AFP. Faible capacité de jugement, mauvaise compréhension du monde économique, attitude réactionnaire et absence totale d'envergure: la classe dirigeante européenne ne trouve pas grâce aux yeux de l'ancien chancelier allemand Helmut Schmidt.
"L'Europe manque de dirigeants", lâche-t-il dans un entretien publié mardi par le quotidien français Le Monde.
"Il lui manque des personnalités à la tête des Etats nationaux ou dans les institutions européennes qui aient une maîtrise suffisante des questions nationales et internationales et qui fassent preuve d'une capacité de jugement adéquate", ajoute l'ancien chef de gouvernement social-démocrate (1974-1982) aujourd'hui âgé de 91 ans.
"Nous avons besoin d'avoir aux postes de responsabilités des gens qui comprennent le monde économique d'aujourd'hui", poursuit-il, mais "les personnalités capables de jouer un rôle dirigeant se sont faites de plus en plus rares".
Selon Helmut Schmidt, Jacques Delors, "quelqu'un de très important", a été remplacé à la tête de la Commission européenne "par des gens dont personne ne connaît vraiment le nom". Jacques Santer, Romano Prodi et José Manuel Barroso apprécieront.
Même jugement pour l'actuel président du Conseil européen, le Belge Herman Van Rompuy: "Il s'est passé la même chose au niveau des secrétaires permanents, des commissaires, des Premiers ministres et de... comment s'appelle-t-il déjà... Van Rompuy? Lequel a paraît-il une secrétaire aux Affaires étrangères - une Anglaise dont on peut aisément se passer de connaître le nom", ironise-t-il au sujet de Catherine Ashton.

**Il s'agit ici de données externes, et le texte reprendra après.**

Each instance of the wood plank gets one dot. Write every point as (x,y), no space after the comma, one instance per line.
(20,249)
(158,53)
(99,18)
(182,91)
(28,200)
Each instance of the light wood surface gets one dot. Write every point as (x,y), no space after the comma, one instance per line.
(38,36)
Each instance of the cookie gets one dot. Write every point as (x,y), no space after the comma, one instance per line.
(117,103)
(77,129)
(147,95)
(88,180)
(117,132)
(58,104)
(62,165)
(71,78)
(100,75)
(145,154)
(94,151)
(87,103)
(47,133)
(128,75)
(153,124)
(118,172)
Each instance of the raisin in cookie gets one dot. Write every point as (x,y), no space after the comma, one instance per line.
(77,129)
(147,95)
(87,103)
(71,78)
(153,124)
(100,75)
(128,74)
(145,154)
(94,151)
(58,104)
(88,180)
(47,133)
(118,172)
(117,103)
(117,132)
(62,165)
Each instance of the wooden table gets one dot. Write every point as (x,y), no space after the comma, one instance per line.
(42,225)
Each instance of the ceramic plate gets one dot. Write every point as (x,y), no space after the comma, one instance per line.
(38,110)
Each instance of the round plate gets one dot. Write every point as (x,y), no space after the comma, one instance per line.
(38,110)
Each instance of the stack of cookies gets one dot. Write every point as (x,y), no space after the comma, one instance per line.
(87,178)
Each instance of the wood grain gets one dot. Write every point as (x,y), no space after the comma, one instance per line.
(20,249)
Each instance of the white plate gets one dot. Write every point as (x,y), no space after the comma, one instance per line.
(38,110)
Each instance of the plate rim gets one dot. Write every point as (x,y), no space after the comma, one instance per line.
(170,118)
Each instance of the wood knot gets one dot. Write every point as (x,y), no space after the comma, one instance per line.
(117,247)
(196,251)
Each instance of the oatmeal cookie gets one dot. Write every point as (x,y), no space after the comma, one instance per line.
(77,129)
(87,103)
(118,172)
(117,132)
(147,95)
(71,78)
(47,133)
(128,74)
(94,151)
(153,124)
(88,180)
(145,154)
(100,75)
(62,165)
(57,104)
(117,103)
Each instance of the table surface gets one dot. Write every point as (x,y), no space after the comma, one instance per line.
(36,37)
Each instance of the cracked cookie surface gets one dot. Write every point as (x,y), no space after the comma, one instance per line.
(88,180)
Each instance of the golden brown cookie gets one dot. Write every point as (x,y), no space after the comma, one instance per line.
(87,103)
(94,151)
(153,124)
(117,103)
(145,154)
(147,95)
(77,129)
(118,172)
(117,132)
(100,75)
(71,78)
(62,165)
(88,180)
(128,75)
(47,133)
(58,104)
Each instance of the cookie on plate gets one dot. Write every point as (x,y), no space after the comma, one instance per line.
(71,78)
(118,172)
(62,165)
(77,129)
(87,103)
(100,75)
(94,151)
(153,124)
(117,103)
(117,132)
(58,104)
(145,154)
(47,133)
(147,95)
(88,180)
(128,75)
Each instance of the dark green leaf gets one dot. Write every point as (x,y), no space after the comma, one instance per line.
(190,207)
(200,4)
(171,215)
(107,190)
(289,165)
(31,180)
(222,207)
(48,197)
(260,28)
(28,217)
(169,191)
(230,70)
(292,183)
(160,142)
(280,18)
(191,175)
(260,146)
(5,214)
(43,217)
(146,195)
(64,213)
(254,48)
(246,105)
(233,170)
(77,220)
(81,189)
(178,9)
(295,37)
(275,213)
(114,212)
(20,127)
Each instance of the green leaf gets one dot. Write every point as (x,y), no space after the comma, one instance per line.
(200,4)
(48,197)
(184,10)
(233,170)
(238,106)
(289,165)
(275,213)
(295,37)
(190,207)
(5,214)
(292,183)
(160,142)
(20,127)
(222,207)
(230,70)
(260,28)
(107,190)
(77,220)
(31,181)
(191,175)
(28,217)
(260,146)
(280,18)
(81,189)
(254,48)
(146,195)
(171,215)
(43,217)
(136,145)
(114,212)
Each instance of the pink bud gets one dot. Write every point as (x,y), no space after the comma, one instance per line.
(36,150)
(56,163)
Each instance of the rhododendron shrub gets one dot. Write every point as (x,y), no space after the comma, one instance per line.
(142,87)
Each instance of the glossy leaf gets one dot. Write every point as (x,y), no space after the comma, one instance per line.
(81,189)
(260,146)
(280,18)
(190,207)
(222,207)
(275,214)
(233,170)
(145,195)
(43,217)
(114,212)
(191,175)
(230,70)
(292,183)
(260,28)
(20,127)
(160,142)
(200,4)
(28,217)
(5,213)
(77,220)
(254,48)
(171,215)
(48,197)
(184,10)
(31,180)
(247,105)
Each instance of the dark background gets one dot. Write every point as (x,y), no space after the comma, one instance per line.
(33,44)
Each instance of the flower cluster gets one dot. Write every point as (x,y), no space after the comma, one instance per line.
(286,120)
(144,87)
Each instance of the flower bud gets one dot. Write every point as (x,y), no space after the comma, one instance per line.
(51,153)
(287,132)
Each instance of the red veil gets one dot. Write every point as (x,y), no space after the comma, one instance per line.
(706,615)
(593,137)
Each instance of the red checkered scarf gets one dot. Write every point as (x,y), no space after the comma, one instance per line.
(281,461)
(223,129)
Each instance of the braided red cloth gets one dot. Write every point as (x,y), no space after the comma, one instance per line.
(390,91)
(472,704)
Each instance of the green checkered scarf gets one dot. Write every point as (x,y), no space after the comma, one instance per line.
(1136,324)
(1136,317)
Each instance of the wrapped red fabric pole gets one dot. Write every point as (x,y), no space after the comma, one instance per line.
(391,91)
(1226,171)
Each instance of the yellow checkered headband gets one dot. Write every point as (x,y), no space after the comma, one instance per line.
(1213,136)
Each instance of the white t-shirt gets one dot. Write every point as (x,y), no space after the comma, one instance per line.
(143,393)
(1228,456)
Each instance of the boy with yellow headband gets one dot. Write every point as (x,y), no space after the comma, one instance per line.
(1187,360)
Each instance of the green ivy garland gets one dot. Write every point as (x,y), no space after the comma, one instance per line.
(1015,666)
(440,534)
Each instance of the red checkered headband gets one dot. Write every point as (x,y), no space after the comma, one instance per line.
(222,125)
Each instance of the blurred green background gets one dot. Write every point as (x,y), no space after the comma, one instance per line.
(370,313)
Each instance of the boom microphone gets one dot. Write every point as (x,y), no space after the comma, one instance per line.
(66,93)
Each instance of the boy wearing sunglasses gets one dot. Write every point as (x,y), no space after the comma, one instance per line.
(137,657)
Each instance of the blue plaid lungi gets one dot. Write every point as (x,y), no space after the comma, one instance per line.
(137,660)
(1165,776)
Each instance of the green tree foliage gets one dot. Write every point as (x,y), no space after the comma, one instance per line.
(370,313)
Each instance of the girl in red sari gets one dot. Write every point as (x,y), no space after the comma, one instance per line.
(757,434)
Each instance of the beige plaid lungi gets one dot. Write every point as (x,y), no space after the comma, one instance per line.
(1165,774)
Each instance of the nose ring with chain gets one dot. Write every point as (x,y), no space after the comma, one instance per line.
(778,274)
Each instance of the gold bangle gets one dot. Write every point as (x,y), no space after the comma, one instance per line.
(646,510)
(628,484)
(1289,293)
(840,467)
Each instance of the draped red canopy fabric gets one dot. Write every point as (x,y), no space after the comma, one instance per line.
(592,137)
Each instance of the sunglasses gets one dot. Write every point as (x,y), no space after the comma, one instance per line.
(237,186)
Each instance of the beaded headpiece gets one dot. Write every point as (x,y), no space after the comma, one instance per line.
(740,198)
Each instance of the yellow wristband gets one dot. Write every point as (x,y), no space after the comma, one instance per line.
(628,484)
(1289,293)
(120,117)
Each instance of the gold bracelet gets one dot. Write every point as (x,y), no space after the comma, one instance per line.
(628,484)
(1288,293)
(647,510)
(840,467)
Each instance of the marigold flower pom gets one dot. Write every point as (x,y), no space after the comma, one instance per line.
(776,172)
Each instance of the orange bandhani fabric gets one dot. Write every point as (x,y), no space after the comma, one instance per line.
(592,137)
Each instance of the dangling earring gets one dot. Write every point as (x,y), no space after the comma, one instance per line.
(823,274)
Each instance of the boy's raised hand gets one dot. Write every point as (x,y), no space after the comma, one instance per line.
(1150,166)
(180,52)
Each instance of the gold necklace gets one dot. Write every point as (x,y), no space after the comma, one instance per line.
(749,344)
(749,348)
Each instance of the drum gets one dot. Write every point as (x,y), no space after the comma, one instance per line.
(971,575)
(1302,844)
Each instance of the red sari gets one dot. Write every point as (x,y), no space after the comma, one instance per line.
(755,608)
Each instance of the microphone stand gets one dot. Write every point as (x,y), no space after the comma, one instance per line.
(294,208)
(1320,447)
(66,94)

Les dirigeants de la Bundesbank en prennent aussi pour leur grade. "Au fond d'eux-mêmes, ces gens sont des réactionnaires. Ils sont hostiles à l'intégration européenne", tranche l'ex-chancelier. "Ils ont une tendance excessive à agir et réagir en fonction des seuls intérêts nationaux et n'ont pas compris la nécessité stratégique de l'intégration européenne."
Helmut Schmidt dispense certes quelques compliments, mais les agrémente aussitôt d'un petit bémol. Ainsi, l'actuelle chancelière allemande Angela Merkel "voudrait corriger" les erreurs liées au non respect du pacte de stabilité... "mais ses chances d'y parvenir sont faibles, notamment parce qu'elle manque de sens diplomatique".
Quant au Premier ministre luxembourgeois Jean-Claude Juncker, il fait figure d'"exception" dans cette classe dirigeante "mais le Luxembourg pèse d'un poids trop faible pour jouer un rôle substantiel".
Finalement, le président de la Banque centrale européenne (BCE) Jean-Claude Trichet est, à ses yeux, "la seule personnalité qui émerge dans les institutions européennes".